Libraries, dinner tables, bedtime routines — these aren’t what people usually mean by school choice. They are secondary to whether you choose a traditional public, charter, or online school. But they are critical learning choices too. And they allude to the increasingly blurred line between home life and external activities like work or school. Classroom walls are dissolving, and learning is becoming increasingly diversified in when and how it takes place. Even as the vast majority of American families may continue to choose a traditional public school environment, hybrid learning is here to stay. Families are saying yes to flexibility, and yes to more learning resources everywhere.

So, why are we still celebrating School Choice Week, rather than Parental Choice Week or Learning Choice Week or Education Freedom Week?

School has always been a bigger, and more inclusive, idea than many people realize. As a reference to a place of learning, “school” stems from the Greek scholē, meaning leisure. School means time and space for the fun of discovering and exploring how the world works. School is a life experience, not walls. School choice isn’t and has never been just about access to private or charter schools. It’s about all kids in America being able to take advantage of the learning spaces and supports that help them discover their identity and their relation to the world around them.
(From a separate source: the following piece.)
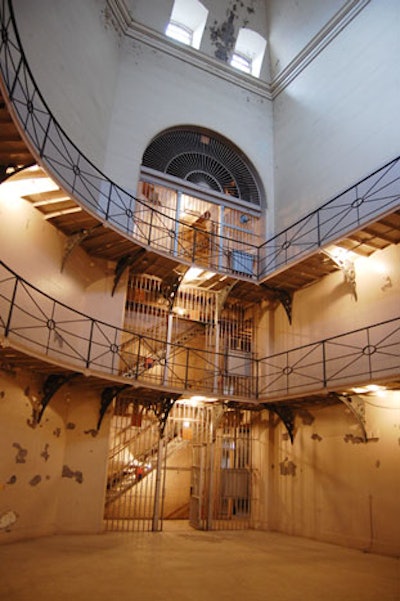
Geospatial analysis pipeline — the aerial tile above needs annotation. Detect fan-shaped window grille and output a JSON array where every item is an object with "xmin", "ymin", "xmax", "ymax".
[{"xmin": 142, "ymin": 129, "xmax": 261, "ymax": 206}]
What’s more, over the last 20-plus years, school choice has become embedded in public consciousness — even becoming an official part of the Associated Press style guide for journalists. The term has evolved over time to encompass changing, growing choices — like transfer options in the public school sector. The term is simple enough and descriptive enough that people across all 50 states have a natural understanding of its meaning.

School isn’t just a neighborhood building. It’s what’s happening in homes, on computers and on field trips across America every week. It’s easy to forget what a great big word “school” is, which is one more reason to talk about it this National School Choice Week. I hope you join us in celebrating learning this week — you’ll find it everywhere.

Andrew Campanella is president of National School Choice Week.